Update June 20, 2013- Gateway Plaza is trying again to install a Citi Bike rack at the corner by the cafe, and once again, Shelly Mossey is opposing the removal of the personal-use rack in place now. We spoke with him about his concerns. He explained that if the current rack is removed, then there would be a major bike storage shortage for the residents. Instead, Mr. Mossey suggested placing the Citi Bike rack nearby on the dog run overlooking the marina.
A bigger problem to the Gateway bike racks is that they are mostly filled with abandoned rusting bikes. BatteryPark.TV has been effective working with the parks staff to remove similar bikes throughout the park, and we suggested that Mr. Mossey contact the parks for help. Mr. Mossey also works with a volunteer staff that refurbishes abandoned bikes.
June 10, 2013- By Steven E. Greer
Getting around in New York City is one of the biggest quality of life issues. Taxis are now very costly, not always available, and not always driven by safe drivers. The subways of NYC are far inferior to other cities, and buses are slow. Mayor Bloomberg has tried to address traffic congestion in a variety of ways, ranging from closing streets and converting them to plazas, to attempting to have congestion traffic tolls. However, his biggest accomplishment, without doubt, is the Citi Bike share program.
The Citi Bike share program is now widely applauded as a much overdue alternative to yellow taxis and inconvenient subways or buses. After technical glitches were worked out in the first week, and people got over the learning curve, the main gripes that remain are coming from areas on the city that do not have the program.
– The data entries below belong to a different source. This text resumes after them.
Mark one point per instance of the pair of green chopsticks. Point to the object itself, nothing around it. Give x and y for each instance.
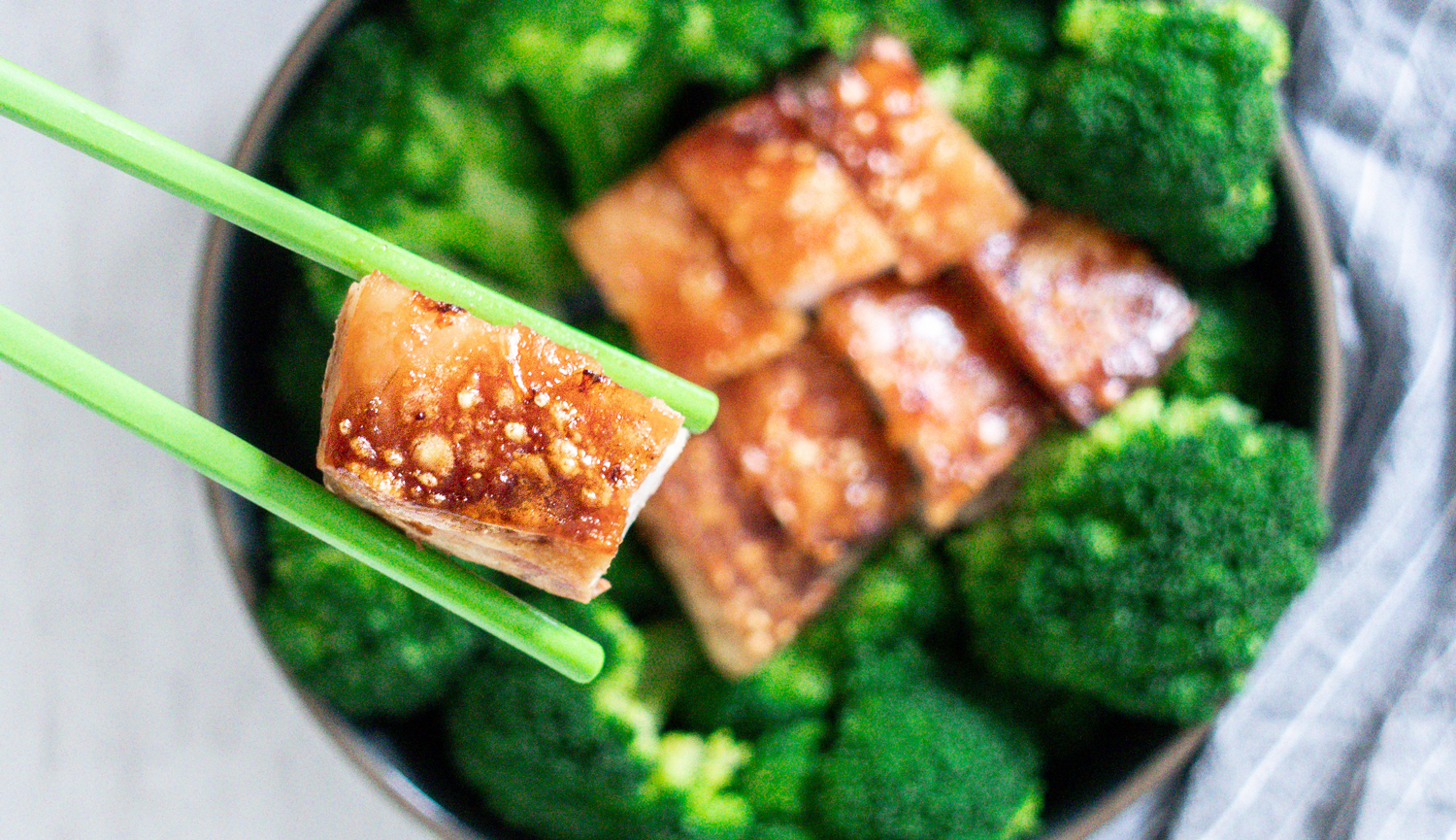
(238, 464)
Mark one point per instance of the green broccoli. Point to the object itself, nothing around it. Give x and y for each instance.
(600, 76)
(911, 758)
(378, 142)
(1146, 559)
(731, 44)
(358, 639)
(297, 357)
(574, 763)
(1235, 346)
(777, 781)
(791, 686)
(935, 29)
(1159, 119)
(900, 591)
(1012, 26)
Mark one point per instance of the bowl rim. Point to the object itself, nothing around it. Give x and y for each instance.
(370, 758)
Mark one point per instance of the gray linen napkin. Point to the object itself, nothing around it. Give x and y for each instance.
(1347, 725)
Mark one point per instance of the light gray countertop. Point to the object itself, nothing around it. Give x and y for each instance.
(136, 696)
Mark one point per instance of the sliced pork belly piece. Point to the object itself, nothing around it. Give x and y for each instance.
(952, 399)
(920, 171)
(806, 437)
(486, 441)
(745, 586)
(1089, 312)
(661, 270)
(789, 216)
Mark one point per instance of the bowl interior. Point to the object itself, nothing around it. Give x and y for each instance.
(245, 287)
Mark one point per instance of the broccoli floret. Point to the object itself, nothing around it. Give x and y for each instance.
(297, 357)
(378, 142)
(900, 591)
(911, 758)
(777, 781)
(1161, 119)
(1012, 26)
(1146, 559)
(1235, 346)
(355, 638)
(731, 44)
(600, 76)
(574, 763)
(935, 29)
(792, 685)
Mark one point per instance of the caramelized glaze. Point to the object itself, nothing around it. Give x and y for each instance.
(1089, 312)
(447, 420)
(663, 271)
(745, 586)
(791, 218)
(937, 189)
(952, 399)
(807, 440)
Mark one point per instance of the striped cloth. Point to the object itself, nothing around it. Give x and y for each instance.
(1347, 726)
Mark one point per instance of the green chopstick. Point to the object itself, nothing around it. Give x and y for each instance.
(305, 229)
(288, 493)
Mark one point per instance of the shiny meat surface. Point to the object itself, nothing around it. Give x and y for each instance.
(1089, 312)
(807, 440)
(661, 270)
(745, 588)
(788, 215)
(952, 399)
(491, 443)
(920, 171)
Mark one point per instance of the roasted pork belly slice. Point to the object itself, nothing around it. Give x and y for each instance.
(952, 399)
(937, 189)
(745, 586)
(491, 443)
(806, 437)
(663, 271)
(788, 215)
(1089, 312)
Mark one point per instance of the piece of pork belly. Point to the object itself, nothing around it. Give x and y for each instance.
(937, 189)
(491, 443)
(1089, 312)
(954, 401)
(661, 270)
(788, 215)
(806, 437)
(745, 586)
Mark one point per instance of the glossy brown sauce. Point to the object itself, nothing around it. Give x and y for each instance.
(494, 423)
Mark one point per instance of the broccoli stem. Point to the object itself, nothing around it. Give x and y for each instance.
(305, 229)
(288, 493)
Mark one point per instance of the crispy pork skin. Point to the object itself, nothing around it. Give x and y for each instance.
(788, 215)
(489, 443)
(743, 584)
(937, 189)
(661, 270)
(806, 437)
(1089, 312)
(954, 401)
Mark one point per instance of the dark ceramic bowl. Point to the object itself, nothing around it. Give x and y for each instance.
(242, 285)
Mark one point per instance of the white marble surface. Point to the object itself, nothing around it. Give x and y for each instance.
(136, 699)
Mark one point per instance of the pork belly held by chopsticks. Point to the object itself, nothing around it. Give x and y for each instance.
(806, 437)
(1088, 312)
(952, 399)
(935, 188)
(791, 218)
(663, 271)
(489, 443)
(743, 584)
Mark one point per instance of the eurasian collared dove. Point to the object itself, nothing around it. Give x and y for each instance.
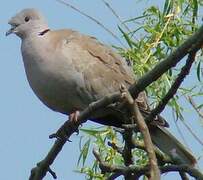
(68, 71)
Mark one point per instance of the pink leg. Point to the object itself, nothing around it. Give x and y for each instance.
(74, 116)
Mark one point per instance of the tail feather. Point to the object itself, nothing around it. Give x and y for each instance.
(167, 143)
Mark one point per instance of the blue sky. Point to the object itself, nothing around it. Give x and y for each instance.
(25, 122)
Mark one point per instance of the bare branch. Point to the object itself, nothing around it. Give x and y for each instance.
(172, 91)
(192, 44)
(154, 170)
(139, 171)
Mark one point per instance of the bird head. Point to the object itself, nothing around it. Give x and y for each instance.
(26, 22)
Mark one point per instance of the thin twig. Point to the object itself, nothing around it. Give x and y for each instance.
(193, 43)
(139, 171)
(154, 170)
(91, 18)
(172, 91)
(192, 102)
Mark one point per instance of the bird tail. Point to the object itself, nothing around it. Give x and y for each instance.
(168, 144)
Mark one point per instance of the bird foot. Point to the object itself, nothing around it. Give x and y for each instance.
(73, 117)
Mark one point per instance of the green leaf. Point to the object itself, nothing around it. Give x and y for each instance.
(199, 71)
(84, 152)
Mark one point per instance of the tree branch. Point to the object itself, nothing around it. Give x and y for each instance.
(139, 171)
(139, 120)
(172, 91)
(194, 43)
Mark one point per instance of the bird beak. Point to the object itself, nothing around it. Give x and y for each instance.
(11, 31)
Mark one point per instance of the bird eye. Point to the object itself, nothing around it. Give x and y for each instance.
(27, 19)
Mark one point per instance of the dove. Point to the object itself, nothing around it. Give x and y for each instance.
(68, 70)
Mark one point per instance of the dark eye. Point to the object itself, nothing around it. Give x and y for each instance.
(27, 19)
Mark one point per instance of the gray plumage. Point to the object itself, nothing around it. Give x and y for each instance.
(68, 70)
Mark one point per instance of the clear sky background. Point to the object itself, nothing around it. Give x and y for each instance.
(25, 122)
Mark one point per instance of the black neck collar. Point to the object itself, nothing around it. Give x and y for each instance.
(44, 32)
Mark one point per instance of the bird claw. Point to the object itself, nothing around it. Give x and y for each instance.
(73, 117)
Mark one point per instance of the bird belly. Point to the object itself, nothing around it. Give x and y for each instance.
(60, 88)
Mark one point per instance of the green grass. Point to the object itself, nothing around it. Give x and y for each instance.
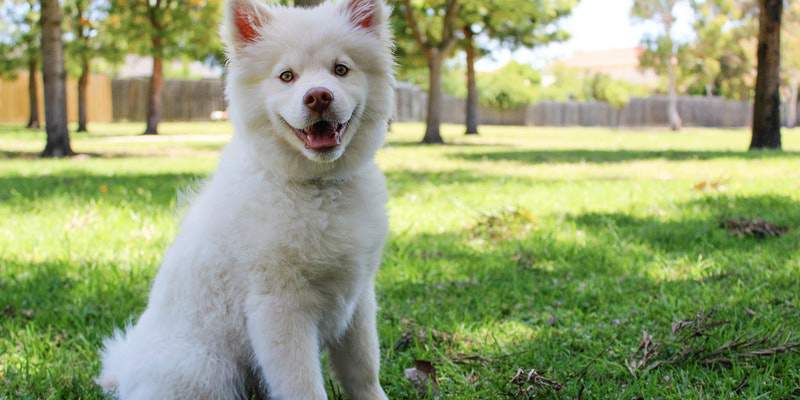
(534, 248)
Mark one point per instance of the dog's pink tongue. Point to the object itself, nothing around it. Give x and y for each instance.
(321, 136)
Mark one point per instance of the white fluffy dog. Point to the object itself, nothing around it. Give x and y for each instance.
(277, 255)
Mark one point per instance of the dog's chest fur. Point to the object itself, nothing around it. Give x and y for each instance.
(319, 241)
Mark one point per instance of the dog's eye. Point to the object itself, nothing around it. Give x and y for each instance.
(341, 70)
(287, 76)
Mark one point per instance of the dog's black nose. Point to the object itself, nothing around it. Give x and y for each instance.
(318, 99)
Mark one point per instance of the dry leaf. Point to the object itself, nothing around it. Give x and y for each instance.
(530, 382)
(423, 376)
(757, 228)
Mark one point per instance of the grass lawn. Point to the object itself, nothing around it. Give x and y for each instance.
(532, 248)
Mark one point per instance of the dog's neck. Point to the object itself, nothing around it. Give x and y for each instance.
(249, 154)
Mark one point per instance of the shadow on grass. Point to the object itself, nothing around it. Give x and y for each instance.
(143, 190)
(569, 156)
(572, 303)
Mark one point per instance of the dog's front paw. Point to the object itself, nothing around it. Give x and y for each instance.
(374, 392)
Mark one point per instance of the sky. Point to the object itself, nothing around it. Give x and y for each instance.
(593, 25)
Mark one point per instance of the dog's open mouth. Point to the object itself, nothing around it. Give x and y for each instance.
(322, 135)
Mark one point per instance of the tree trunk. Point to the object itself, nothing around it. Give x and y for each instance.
(766, 109)
(33, 95)
(433, 120)
(83, 84)
(472, 85)
(55, 88)
(675, 122)
(791, 105)
(154, 97)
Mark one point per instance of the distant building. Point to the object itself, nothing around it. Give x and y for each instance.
(618, 63)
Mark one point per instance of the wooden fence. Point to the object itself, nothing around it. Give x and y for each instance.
(180, 101)
(14, 106)
(196, 100)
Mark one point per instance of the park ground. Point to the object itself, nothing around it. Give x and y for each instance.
(598, 258)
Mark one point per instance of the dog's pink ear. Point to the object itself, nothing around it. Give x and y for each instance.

The initial gripes were “Not in my backyard”. Now, people are upset, “Why didn’t my neighborhood get a Citi Bike rack?”
Battery Park City is fortunate to have two Citi Bike rack stations, but a third one destined for Gateway Plaza was shot down by a minority special interest movement.
Shelly Mossey founded the Urban Mobility Project which, until recently, rented various forms of bicycles from the existing bike racks outside of Gateway Plaza, by the ice cream cafe, and also inside the courtyard. He organized the resistance to the Citi Bike racks that were supposed to be installed. It is unclear whether his petition of more than 30 people was the cause, but the city backed down from plans to eliminate the personal-use racks and replace them with a Citi Bike station.
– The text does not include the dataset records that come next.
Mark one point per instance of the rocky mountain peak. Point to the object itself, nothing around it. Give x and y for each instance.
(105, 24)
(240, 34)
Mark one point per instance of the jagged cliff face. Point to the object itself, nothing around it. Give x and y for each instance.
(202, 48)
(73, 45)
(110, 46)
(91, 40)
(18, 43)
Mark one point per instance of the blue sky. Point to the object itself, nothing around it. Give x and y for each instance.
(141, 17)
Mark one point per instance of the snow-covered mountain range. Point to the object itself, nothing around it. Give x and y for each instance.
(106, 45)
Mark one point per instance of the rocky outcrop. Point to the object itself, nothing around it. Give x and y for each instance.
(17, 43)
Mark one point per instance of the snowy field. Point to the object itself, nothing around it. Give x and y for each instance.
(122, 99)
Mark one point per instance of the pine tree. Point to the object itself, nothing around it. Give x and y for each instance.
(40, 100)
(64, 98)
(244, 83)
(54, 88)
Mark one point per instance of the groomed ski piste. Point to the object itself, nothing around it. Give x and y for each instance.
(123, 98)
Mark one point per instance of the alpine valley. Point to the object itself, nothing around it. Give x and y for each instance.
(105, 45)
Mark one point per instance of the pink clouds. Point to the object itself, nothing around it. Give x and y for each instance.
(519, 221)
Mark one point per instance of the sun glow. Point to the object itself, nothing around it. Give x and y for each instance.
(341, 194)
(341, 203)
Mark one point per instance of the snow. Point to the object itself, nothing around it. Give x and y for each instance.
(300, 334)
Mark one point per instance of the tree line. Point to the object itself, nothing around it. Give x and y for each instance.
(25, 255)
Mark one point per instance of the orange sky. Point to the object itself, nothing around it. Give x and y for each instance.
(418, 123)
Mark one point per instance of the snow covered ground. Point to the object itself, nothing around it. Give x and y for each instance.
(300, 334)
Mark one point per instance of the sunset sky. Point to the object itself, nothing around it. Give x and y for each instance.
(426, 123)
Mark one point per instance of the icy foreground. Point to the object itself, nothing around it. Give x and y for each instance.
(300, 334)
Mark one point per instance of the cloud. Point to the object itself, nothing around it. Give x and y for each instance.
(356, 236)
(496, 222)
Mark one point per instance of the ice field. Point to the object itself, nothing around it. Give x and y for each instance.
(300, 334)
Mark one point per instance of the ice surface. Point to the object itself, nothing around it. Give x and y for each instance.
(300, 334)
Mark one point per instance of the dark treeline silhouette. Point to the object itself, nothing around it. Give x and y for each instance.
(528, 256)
Mr. Mossey explained, “The Citi Bikes are welcome to come to Gateway, but they just can’t take away our existing bike racks. They can put the (Citi Bikes) somewhere else, like by the dog run”.
Now, the thousands of residents of Gateway Plaza must walk a half mile to reach either of the two Cit Bike station that were installed. A Gateway Plaza employee explained, “We have some clean-up to do within Gateway to create additional bicycle parking for our residents. We expect to start the clean-up in a couple a weeks and will have additional bicycle racks installed within Gateway in a few weeks. We are not done with the Bike Share program. We will be involved in the second go around.”